The sensationalised narrative around the island’s stray dogs, Ahmad argues, is a powerful distraction from the core environmental concerns. St. Martin's Island has a problem of high dog population density, but the narrative of mass starvation is largely a myth. “We did our survey in January,” she explains. “And we found that 85% of the dogs were in good health. They are not starving. Yet, people focus on the 15% that look ‘emaciated’ or ‘mangy’ for the drama, for the social media sensation.”
The dog population spiked in many areas, including Dhaka, after the COVID-19 pandemic, she notes, when people started feeding them during the lockdown and never stopped. This population rise is directly proportional to unmanaged, open waste. On St. Martin's Island specifically, the majority of this unrecyclable waste is coming from people visiting from outside.

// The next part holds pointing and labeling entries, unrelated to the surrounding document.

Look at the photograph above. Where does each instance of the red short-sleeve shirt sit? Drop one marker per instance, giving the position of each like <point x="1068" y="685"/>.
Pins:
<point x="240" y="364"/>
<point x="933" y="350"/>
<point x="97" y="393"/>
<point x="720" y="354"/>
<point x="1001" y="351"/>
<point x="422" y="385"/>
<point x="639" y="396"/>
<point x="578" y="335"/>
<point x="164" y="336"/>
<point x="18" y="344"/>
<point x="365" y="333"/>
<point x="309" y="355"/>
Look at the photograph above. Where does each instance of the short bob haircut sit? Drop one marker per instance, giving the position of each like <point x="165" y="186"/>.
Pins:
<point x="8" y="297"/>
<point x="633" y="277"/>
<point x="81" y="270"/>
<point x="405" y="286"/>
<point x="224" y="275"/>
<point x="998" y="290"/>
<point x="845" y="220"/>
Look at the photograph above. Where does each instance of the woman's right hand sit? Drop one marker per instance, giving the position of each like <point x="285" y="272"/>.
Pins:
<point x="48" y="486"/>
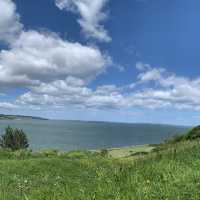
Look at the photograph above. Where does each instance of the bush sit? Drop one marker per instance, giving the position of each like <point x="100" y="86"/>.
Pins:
<point x="193" y="134"/>
<point x="14" y="139"/>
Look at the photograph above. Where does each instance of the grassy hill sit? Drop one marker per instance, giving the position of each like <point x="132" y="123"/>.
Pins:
<point x="171" y="172"/>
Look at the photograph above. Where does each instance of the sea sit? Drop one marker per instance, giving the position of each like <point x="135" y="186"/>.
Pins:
<point x="79" y="135"/>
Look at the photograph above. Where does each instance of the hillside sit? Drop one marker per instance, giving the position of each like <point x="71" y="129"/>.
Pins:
<point x="19" y="117"/>
<point x="170" y="172"/>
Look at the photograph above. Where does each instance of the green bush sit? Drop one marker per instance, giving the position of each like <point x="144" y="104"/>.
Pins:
<point x="193" y="134"/>
<point x="14" y="139"/>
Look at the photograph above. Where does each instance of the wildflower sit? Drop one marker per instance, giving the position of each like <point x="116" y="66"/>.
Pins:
<point x="148" y="181"/>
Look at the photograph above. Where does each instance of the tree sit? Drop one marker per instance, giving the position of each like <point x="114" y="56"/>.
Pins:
<point x="14" y="139"/>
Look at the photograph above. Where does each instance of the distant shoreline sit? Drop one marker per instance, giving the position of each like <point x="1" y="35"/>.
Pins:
<point x="19" y="117"/>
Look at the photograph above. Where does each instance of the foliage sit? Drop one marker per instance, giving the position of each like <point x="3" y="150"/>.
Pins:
<point x="14" y="139"/>
<point x="193" y="134"/>
<point x="172" y="174"/>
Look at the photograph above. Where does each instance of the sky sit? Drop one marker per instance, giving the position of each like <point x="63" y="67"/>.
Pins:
<point x="102" y="60"/>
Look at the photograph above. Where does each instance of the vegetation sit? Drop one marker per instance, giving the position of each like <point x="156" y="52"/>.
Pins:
<point x="14" y="139"/>
<point x="171" y="172"/>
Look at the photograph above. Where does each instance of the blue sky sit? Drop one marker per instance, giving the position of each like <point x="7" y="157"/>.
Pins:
<point x="127" y="61"/>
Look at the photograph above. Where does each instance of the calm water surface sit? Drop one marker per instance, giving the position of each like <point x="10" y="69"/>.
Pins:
<point x="71" y="135"/>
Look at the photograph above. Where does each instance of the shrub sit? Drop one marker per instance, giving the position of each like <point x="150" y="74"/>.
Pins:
<point x="193" y="134"/>
<point x="14" y="139"/>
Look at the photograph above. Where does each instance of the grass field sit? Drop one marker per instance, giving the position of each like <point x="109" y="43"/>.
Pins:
<point x="173" y="173"/>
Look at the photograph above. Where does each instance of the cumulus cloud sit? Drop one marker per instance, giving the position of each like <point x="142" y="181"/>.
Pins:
<point x="42" y="57"/>
<point x="91" y="16"/>
<point x="166" y="90"/>
<point x="10" y="25"/>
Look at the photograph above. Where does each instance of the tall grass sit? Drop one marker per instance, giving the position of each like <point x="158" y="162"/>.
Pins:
<point x="170" y="174"/>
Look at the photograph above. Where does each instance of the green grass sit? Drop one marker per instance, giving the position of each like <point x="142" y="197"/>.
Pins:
<point x="126" y="152"/>
<point x="172" y="173"/>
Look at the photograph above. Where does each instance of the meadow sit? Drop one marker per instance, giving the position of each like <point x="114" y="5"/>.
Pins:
<point x="171" y="172"/>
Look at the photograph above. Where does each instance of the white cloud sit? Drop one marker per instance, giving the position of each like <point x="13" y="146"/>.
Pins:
<point x="166" y="90"/>
<point x="42" y="57"/>
<point x="92" y="15"/>
<point x="10" y="26"/>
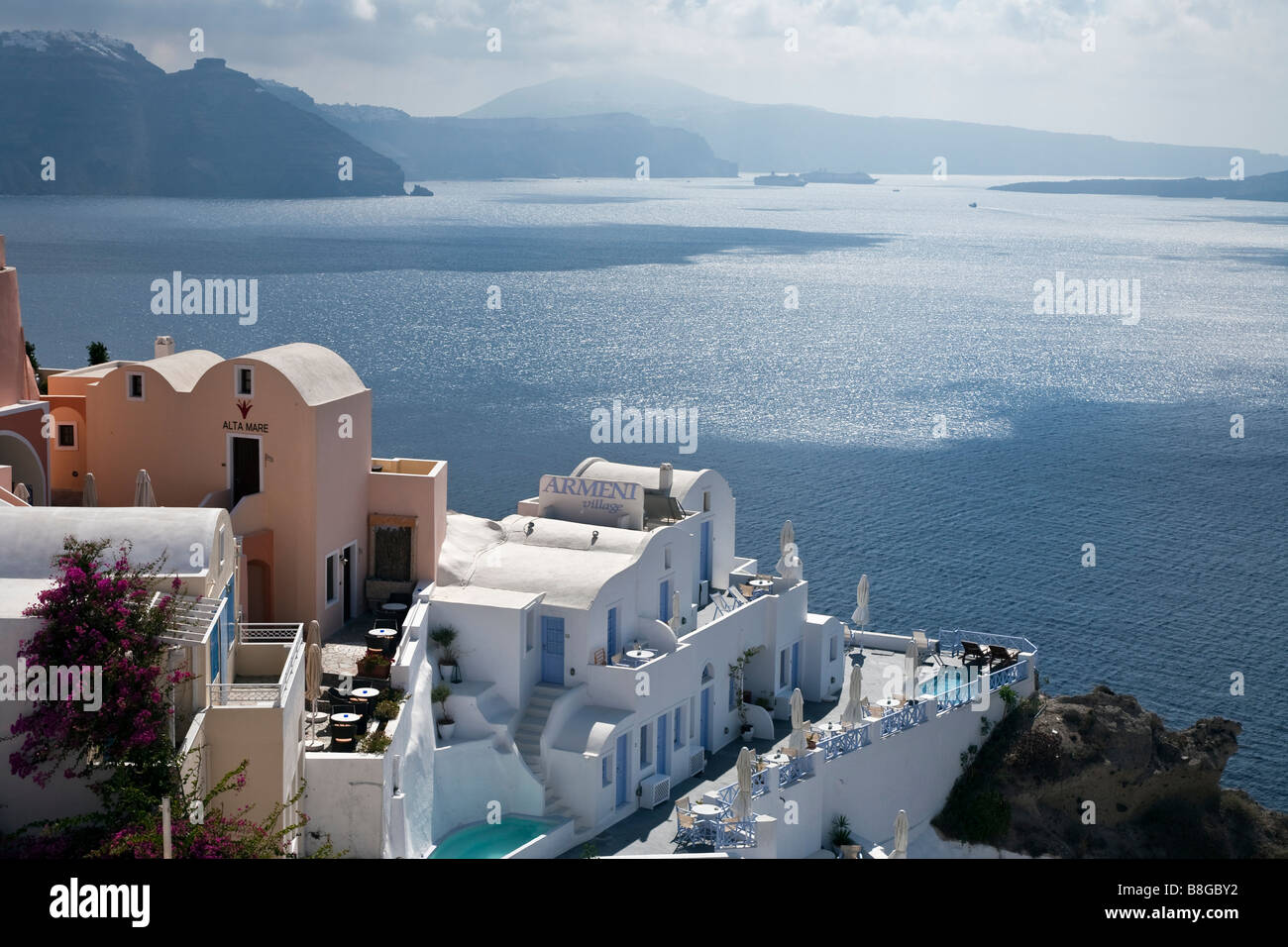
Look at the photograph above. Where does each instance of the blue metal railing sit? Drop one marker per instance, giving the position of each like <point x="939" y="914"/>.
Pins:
<point x="909" y="715"/>
<point x="844" y="742"/>
<point x="735" y="834"/>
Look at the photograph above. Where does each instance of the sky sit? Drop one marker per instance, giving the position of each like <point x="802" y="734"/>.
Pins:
<point x="1209" y="72"/>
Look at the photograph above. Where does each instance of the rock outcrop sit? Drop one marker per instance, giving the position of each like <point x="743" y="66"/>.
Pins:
<point x="1099" y="776"/>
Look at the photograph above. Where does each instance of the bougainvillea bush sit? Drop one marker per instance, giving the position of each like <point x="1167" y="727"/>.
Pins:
<point x="98" y="615"/>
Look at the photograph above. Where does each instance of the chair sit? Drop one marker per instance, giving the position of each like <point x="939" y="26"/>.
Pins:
<point x="687" y="831"/>
<point x="996" y="652"/>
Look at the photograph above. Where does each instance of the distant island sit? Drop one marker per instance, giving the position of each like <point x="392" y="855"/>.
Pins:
<point x="1261" y="187"/>
<point x="780" y="180"/>
<point x="86" y="114"/>
<point x="837" y="178"/>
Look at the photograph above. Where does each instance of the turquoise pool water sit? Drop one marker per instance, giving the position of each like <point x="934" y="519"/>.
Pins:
<point x="492" y="840"/>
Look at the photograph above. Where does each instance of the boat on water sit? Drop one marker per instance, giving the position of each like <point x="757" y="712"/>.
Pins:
<point x="780" y="180"/>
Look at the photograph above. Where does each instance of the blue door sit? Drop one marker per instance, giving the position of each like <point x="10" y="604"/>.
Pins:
<point x="704" y="722"/>
<point x="552" y="650"/>
<point x="623" y="750"/>
<point x="704" y="553"/>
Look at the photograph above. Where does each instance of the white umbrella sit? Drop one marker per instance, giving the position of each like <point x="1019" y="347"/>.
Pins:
<point x="853" y="710"/>
<point x="911" y="660"/>
<point x="861" y="613"/>
<point x="89" y="492"/>
<point x="143" y="492"/>
<point x="798" y="738"/>
<point x="901" y="835"/>
<point x="742" y="801"/>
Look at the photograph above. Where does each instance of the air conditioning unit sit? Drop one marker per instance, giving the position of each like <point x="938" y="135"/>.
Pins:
<point x="697" y="761"/>
<point x="655" y="791"/>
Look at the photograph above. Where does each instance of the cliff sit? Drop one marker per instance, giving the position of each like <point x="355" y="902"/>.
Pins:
<point x="1155" y="792"/>
<point x="1258" y="187"/>
<point x="588" y="146"/>
<point x="116" y="124"/>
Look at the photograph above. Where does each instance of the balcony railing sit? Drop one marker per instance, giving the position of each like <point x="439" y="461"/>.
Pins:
<point x="910" y="715"/>
<point x="741" y="834"/>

Ahmad understands why people get defensive. “It’s like you’re taking something away from them,” she sighs, momentarily softening her intense focus. “This is the one thing they do for animals, and you’re saying they can’t even do that.” She argues that while feeding a hungry animal seems like the immediate, ethical solution, on an island with zero population control or even in a maze-like city like Dhaka, this action, driven by goodwill, is actively making matters worse.

Obhoyaronno’s focus, in contrast, is on science-based, humane population control. “We have successfully vaccinated and sterilised 60% of the dog population,” Rubaiya Ahmad proudly reports. Every single sterilised dog has been microchipped, providing a verifiable, irrefutable record of their work — a necessary defence against the local authorities who had previously attempted mass culling. The success of the Catch, Neuter, Vaccinate, Return (CNVR) programme, which has already led to locals reporting a calmer breeding season and a near absence of puppies, proves that the scientific approach works. But the battle is constant. “The problem of St. Martin's is not the dogs. The Island dogs are a very small part of the ecosystem. It's the people."
People travel to this beautiful, fragile island only to perform the same detrimental behaviour they exhibit in their local neighbourhood park. “They call it their right,” She explains. “We think as taxpayers, we have the right to go and litter an island. This is who we are.”
The new restrictions introduced by the government for the reopening season attempt to curb that problem. The tourists need to keep in mind that St. Martin's Island is not just a tourist destination. It is the permanent, fragile home to a delicate coral ecosystem, nesting sea turtles, and a local community. Tourists visiting this season must adopt the mindset of being a respectful guest in someone else’s house, where the rules are not arbitrary limitations, but essential for the hosts' survival and well-being. By limiting your footprint, adhering strictly to the daily visitor cap and coded entry, and prioritising silence and cleanliness, you show necessary deference to the natural inhabitants, ensuring that this unique, recovering sanctuary is not loved to death, but preserved for the future.
Ahmad believes that large-scale tourism and island conservation are fundamentally incompatible on an island this small and fragile. “Globally, you don't find island-based mass tourism in such small geographical areas. If 8,000 people go there every day, they will exhaust it.” Her vision is radically different, and she advocates for research-based tourism. “For those who want to study marine biology, marine science. We have a fantastic marine museum. That is what will give the island financial stability without destruction."
As the conversation turns from policy to public opinion, Rubaiya Ahmad offers a final opinion, “It’s a tough thing that people just have to hear. Learn something else. Do something that actually has an impact,” she insists. “Science is available. This is what experts are saying. This is what I have seen first-hand.”